Rostov lui-même, les jambes en arrière, la poitrine bombée, ne faisant qu’un avec son cheval, le visage grave mais rayonnant, en diable, comme disait Denissov, passa devant l’Empereur.

— Bravo ! les hussards de Pavlograd ! — dit l’Empereur.

« Mon Dieu, comme je serais heureux s’il m’ordonnait à l’instant de me jeter dans le feu. » pensa Rostov.

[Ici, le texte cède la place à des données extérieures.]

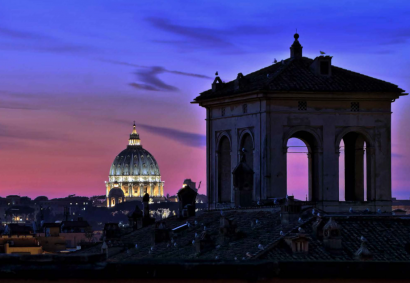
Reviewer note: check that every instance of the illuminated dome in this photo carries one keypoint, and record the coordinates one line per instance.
(134, 161)
(136, 172)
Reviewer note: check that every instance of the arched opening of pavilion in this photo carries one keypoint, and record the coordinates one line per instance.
(303, 166)
(224, 170)
(354, 170)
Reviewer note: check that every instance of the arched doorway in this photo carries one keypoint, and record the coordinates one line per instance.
(224, 170)
(308, 144)
(297, 169)
(247, 144)
(353, 167)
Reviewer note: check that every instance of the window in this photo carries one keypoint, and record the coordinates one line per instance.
(354, 107)
(302, 105)
(245, 108)
(324, 68)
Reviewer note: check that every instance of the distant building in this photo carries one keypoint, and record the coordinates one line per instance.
(66, 234)
(189, 183)
(136, 172)
(19, 239)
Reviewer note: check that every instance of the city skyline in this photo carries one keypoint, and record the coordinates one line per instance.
(76, 76)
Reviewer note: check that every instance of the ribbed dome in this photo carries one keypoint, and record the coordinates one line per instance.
(134, 160)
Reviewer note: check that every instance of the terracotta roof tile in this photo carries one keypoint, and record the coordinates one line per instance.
(296, 75)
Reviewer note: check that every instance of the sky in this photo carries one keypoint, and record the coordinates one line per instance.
(74, 75)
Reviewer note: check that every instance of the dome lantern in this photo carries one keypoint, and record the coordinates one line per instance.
(134, 137)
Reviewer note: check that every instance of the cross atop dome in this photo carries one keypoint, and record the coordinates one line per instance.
(134, 131)
(134, 137)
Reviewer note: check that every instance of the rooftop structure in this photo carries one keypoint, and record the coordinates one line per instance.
(311, 100)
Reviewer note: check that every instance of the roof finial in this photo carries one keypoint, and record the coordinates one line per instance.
(296, 48)
(134, 131)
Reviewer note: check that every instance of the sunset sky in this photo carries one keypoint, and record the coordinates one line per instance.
(74, 75)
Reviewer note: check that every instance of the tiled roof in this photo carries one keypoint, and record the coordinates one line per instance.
(295, 74)
(265, 231)
(387, 239)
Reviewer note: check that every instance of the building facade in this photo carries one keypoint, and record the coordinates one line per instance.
(136, 172)
(316, 102)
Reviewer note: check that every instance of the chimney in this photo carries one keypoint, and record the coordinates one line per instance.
(217, 84)
(322, 66)
(296, 48)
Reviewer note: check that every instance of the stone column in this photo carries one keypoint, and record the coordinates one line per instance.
(156, 189)
(130, 190)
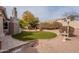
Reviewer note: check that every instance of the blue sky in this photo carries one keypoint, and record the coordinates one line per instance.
(44, 12)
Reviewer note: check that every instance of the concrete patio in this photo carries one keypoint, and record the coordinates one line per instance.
(55, 45)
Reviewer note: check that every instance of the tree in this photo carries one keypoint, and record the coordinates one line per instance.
(71, 15)
(34, 23)
(29, 20)
(23, 24)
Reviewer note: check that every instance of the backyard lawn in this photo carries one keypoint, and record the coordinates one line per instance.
(24, 36)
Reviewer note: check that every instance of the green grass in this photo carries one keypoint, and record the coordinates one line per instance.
(24, 36)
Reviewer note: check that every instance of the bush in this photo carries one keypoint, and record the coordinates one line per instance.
(64, 29)
(54, 25)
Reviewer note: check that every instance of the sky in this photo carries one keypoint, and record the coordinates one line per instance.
(43, 12)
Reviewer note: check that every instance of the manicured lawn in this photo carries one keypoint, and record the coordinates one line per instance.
(24, 36)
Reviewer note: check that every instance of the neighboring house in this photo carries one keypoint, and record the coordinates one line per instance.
(8, 25)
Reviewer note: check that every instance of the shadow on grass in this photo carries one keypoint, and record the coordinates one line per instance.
(20, 36)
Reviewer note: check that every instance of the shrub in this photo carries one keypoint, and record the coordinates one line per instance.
(64, 29)
(54, 25)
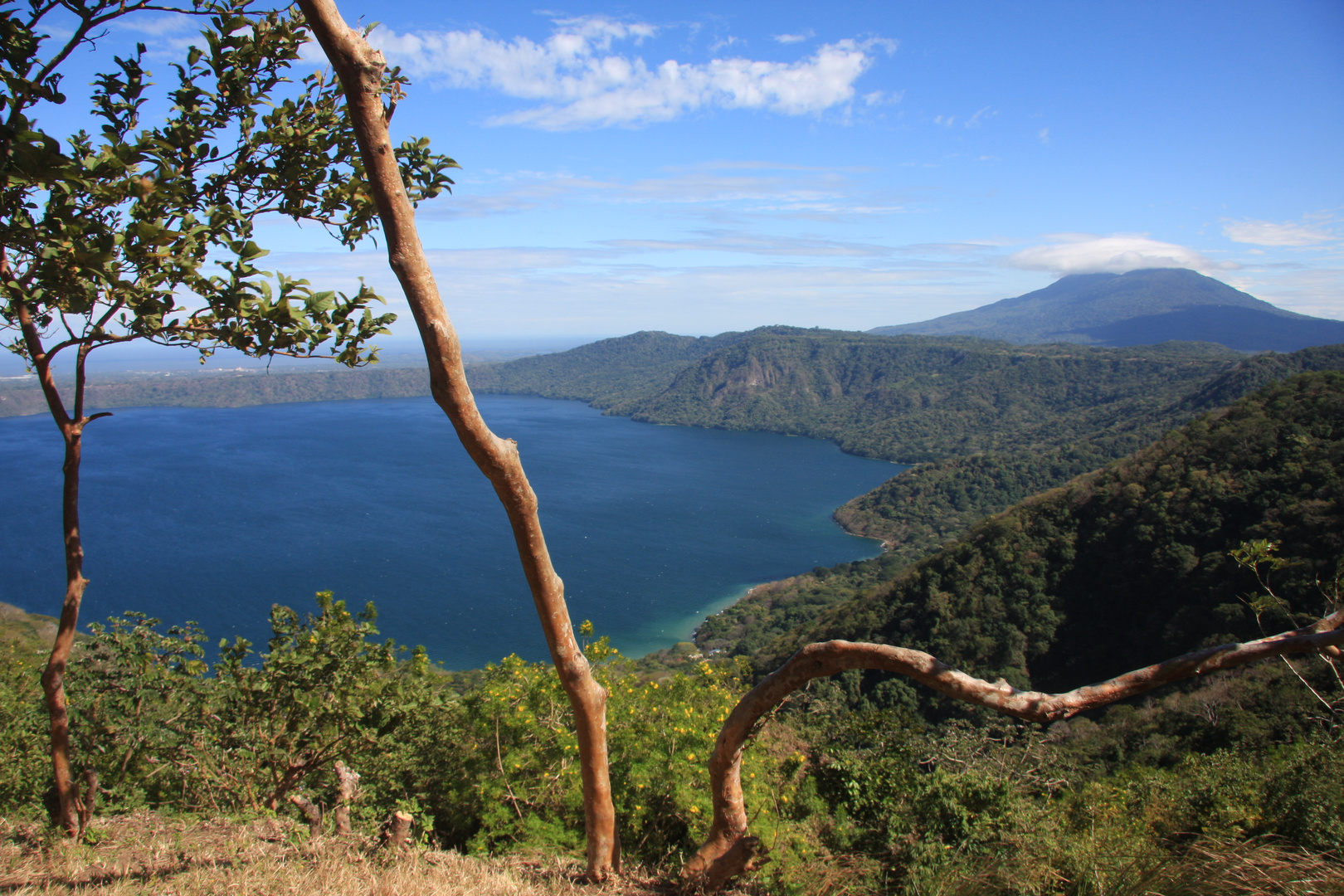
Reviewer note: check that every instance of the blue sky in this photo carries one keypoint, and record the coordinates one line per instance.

Quand la revue fut terminée, les officiers nouveaux venus et ceux de Koutouzov se réunirent en groupes et se mirent à causer des décorations, des Autrichiens, de leurs uniformes, de leur front, de Bonaparte et combien celui-ci se sentirait mal, surtout après l’arrivée du corps d’armée d’Essen et si la Prusse prenait notre parti.

Mais dans les groupes on parlait surtout de l’empereur Alexandre, on répétait ses mots, ses gestes ; on était enchanté de lui.

Tous ne désiraient qu’une chose : sous son commandement marcher au plus vite contre l’ennemi. Sous le commandement de l’Empereur, impossible de ne pas vaincre n’importe qui ; ainsi pensaient, après la revue, Rostov et la majorité des officiers.

Après la revue tous étaient plus sûrs de vaincre qu’ils auraient pu l’être après deux batailles gagnées.